Wed Aug 1 13:57:09 CEST 2018

On Wed, Aug 01, 2018 at 01:40:34PM +0200, Eneko Lacunza wrote:
> Hi Alwin,
> 
> El 01/08/18 a las 12:56, Alwin Antreich escribió:
> > On Wed, Aug 01, 2018 at 11:02:18AM +0200, Eneko Lacunza wrote:
> > > Hi all,
> > > 
> > > This morning there was a quite long blackout which powered off a cluster of
> > > 3 proxmox 5.1 servers.
> > > 
> > > All 3 servers the same make and model, so they need the same amount of time
> > > to boot.
> > > 
> > > When the power came back, servers started correctly but corosync couldn't
> > > set up a quorum. Events timing:
> > I recommend against, servers returning automatically to previous power
> > state after a power loss. A manual start up is better, as by then the
> > admin made sure power is back to normal operation. This will also reduce
> > the chance of breakage if there are subsequent power or hardware
> > failures.
> This is an off-site place with no knowledgeable sysadmins and servers don't
> have remote control cards.
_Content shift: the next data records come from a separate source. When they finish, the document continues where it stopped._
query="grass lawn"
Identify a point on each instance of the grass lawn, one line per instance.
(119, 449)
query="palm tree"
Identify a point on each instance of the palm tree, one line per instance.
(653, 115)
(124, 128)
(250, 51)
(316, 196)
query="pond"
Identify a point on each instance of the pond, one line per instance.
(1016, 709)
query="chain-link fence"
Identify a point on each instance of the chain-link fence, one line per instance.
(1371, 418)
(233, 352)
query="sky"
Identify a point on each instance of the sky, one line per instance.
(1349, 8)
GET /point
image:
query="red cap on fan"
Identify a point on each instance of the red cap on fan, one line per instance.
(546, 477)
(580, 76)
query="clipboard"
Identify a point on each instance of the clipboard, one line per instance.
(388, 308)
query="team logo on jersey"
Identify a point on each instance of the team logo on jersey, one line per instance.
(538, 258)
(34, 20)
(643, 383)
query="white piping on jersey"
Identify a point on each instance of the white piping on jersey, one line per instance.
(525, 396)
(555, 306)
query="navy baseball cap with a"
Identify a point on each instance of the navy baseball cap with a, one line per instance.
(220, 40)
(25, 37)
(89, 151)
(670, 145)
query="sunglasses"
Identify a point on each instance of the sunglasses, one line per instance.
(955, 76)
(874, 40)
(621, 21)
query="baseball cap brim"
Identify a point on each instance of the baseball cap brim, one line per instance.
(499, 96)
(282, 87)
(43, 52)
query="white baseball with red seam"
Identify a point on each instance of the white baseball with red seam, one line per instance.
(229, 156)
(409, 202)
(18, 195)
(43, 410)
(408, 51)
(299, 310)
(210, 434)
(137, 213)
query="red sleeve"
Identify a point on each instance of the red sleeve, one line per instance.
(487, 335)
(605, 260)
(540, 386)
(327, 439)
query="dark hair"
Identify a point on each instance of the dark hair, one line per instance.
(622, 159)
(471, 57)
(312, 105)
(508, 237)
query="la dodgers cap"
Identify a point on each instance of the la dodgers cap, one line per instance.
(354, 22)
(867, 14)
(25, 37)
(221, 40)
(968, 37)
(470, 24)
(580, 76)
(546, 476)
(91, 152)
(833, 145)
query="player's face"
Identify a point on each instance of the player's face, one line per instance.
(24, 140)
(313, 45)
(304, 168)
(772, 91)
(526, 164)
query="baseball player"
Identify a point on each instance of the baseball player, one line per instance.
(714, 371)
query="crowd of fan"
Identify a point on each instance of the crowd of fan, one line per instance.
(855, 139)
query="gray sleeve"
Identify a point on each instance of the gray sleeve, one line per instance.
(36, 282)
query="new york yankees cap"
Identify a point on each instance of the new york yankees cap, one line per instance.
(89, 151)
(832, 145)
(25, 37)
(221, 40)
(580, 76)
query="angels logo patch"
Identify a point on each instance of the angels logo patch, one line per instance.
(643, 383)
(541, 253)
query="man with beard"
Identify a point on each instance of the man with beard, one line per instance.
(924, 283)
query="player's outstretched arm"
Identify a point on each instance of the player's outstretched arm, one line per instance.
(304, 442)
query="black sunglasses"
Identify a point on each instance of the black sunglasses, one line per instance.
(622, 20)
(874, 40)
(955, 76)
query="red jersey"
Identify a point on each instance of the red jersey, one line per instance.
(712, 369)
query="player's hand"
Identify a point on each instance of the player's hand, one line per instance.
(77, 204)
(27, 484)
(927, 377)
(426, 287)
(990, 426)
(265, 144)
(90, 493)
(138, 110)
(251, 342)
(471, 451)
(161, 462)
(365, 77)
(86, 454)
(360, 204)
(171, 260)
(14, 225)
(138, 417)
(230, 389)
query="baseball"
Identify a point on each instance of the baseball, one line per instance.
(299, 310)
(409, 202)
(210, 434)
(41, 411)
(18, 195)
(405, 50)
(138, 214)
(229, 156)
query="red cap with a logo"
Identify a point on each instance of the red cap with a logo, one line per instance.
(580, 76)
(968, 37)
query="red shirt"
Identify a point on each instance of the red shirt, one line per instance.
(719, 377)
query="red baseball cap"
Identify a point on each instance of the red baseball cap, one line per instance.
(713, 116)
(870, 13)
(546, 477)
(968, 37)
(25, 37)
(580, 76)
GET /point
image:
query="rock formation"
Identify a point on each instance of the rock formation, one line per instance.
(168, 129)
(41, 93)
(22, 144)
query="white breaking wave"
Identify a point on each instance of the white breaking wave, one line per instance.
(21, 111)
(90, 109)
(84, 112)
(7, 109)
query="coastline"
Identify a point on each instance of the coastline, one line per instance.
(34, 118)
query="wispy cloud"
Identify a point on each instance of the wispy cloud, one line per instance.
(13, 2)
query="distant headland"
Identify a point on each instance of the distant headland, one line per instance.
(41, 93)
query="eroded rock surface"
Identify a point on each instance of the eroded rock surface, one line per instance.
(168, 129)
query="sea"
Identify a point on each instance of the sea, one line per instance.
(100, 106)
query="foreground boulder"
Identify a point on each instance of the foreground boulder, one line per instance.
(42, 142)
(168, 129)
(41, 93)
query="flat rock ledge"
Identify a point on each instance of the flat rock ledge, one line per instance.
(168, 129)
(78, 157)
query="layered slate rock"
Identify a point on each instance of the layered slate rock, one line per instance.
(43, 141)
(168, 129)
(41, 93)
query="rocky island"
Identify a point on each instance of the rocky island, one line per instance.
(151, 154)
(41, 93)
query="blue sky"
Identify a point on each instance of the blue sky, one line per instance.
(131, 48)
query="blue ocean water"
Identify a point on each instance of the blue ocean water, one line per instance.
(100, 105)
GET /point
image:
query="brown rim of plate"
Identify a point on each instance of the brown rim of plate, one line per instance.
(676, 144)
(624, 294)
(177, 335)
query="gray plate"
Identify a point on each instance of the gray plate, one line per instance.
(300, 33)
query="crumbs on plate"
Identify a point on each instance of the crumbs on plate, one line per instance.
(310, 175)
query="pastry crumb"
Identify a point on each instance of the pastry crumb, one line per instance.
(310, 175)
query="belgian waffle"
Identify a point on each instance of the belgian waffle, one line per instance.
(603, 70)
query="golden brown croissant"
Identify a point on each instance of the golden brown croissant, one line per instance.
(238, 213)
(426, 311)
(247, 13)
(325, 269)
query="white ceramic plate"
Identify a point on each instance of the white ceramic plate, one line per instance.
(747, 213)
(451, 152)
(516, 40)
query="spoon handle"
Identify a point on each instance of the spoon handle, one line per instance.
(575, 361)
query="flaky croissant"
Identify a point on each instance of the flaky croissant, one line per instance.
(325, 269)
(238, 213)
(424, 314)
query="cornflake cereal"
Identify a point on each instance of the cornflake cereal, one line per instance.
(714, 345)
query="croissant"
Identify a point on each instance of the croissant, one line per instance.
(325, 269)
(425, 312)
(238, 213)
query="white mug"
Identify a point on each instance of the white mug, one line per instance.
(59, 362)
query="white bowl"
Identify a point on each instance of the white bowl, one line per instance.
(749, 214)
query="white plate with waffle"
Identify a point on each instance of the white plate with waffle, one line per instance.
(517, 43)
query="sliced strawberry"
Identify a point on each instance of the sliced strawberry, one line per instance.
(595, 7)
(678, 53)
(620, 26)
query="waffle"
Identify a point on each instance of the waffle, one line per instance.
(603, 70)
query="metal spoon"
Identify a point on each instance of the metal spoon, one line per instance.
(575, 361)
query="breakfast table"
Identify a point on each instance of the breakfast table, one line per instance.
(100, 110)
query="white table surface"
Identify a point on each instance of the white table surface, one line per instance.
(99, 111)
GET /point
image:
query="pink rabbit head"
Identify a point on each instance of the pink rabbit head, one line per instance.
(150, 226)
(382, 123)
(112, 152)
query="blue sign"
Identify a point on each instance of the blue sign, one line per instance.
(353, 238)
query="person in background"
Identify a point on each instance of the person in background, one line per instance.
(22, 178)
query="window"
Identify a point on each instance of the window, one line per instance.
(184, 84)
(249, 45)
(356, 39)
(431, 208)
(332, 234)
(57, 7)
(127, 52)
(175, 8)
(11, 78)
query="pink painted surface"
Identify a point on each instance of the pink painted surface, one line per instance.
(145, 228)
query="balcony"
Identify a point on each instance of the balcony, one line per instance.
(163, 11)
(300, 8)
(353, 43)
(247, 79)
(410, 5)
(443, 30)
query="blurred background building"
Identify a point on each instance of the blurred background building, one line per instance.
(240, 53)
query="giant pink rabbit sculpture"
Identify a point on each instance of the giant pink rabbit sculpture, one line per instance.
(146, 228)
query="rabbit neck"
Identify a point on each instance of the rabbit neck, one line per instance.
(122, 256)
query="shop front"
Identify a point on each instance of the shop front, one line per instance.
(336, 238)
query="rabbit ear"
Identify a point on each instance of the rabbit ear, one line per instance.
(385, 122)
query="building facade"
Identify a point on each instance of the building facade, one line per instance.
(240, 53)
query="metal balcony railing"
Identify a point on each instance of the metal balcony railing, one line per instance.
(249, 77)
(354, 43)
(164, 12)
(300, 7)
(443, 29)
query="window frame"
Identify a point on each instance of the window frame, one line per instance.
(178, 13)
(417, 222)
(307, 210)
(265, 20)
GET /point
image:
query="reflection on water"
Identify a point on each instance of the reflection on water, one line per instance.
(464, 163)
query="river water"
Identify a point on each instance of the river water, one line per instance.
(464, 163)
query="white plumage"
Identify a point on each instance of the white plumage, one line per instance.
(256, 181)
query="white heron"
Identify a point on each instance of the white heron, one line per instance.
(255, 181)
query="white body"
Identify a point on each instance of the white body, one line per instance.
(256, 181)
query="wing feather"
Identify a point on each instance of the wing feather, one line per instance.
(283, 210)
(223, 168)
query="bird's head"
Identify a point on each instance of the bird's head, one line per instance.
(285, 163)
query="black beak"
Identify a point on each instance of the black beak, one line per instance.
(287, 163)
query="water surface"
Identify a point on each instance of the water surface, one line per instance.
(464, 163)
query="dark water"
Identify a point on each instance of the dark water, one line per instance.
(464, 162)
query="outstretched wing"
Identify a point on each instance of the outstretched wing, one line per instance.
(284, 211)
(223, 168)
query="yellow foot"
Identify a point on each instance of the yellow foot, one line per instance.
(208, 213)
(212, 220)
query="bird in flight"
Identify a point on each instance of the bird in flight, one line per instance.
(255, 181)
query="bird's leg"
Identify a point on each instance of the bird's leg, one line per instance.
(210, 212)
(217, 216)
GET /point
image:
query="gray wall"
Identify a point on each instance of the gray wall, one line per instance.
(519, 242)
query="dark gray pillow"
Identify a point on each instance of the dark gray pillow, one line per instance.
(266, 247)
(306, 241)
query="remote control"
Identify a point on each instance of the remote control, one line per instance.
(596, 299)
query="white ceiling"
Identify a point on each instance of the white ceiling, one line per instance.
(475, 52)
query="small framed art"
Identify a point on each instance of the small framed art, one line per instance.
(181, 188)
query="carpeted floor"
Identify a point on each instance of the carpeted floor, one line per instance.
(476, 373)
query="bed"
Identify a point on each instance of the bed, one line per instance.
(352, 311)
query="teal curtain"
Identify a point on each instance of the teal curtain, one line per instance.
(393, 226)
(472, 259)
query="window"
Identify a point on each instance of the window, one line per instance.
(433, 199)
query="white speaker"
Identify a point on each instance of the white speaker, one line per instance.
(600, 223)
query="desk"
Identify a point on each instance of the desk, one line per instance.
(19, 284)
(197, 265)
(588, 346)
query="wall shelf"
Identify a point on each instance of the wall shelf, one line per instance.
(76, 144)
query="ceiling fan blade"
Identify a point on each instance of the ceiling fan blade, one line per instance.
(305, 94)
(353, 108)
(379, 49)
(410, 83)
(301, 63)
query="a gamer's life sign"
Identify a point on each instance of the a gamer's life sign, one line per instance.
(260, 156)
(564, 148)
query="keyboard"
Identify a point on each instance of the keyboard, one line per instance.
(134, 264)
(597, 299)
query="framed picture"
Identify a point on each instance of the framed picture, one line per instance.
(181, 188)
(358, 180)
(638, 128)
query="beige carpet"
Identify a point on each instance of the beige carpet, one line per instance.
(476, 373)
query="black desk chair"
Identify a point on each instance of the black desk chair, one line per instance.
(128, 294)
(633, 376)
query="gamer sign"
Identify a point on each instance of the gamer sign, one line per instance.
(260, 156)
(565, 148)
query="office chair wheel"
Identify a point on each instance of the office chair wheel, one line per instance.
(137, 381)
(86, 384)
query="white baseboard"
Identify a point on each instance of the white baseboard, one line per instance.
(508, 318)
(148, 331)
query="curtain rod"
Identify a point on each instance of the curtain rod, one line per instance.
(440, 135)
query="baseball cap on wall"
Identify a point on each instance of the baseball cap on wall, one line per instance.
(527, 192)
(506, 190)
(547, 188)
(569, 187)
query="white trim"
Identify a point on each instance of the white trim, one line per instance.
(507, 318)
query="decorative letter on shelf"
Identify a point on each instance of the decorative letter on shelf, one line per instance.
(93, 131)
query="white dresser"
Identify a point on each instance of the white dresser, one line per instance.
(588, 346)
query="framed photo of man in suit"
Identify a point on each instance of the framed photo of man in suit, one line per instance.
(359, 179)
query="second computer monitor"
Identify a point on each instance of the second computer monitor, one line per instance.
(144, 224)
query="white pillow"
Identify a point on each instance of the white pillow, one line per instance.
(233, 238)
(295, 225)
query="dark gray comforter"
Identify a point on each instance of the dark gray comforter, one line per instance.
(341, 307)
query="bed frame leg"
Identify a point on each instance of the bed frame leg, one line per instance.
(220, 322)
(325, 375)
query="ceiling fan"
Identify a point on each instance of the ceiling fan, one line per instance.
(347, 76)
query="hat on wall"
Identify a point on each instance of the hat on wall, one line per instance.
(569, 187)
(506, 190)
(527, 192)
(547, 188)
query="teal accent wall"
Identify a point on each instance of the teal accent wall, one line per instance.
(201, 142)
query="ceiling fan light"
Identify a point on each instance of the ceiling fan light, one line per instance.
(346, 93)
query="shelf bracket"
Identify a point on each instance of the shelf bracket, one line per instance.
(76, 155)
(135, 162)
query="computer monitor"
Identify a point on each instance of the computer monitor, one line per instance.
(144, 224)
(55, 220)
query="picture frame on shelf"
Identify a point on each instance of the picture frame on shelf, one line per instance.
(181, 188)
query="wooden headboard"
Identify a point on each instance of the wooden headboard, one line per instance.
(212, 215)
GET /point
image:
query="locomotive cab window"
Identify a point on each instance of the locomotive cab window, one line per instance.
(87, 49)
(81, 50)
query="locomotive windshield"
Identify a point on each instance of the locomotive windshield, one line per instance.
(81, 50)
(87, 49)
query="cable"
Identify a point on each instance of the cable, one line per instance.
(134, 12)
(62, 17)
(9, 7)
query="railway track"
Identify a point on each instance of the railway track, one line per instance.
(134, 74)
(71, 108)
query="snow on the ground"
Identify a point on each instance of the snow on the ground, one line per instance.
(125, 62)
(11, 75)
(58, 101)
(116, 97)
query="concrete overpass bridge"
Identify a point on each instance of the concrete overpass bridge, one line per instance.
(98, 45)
I'm sure they would screw the boot up  :)
> 
> I'm afraid we have to take the risk. :)
A boot delay, if the server have such a setting or switchable UPS power
plugs might help. :)

> > 
> > > 07:57:10 corosync start
> > > 07:57:15 first pmxcfs error quorum_initialize_failed: 2
> > > 07:57:52 network up
> > > 07:58:40 Corosync timeout
> > > 07:59:57 time sync works
> > > 
> > > What I can see is that network switch boot was slower than server's, but
> > > nonetheless network was operational about 45s before corosync gives up
> > > trying to set up a quorum.
> > > 
> > > I also can see that internet access wasn't back until 1 minute after
> > > corosync timeout (the time sync event).
> > > 
> > > A simple restart of pve-cluster at about 9:50 restored the cluster to normal
> > > state.
> > > 
> > > Is this expected? I expected that corosync would set up a quorum after
> > > network was operational....
> > When was multicast working again? That might have taken longer, as IGMP
> > snooping and the querier on the switch might just take longer to get
> > operating again.
> I don't have that info (or I don't know how to look that in the logs,
> /var/log/corosync is empty). I'm trying to plan an intentional blackout to
> test things again with technicians onsite, we could get more info that day.
Corosync writes into the syslog, there should be more to find.

> 
> Switch is HPE 1820-24G J9980A, it's L2 but quite dumb; we have serveral 18x0
> switches deployed with good results so far.
The switch may hold a log that shows its startup process.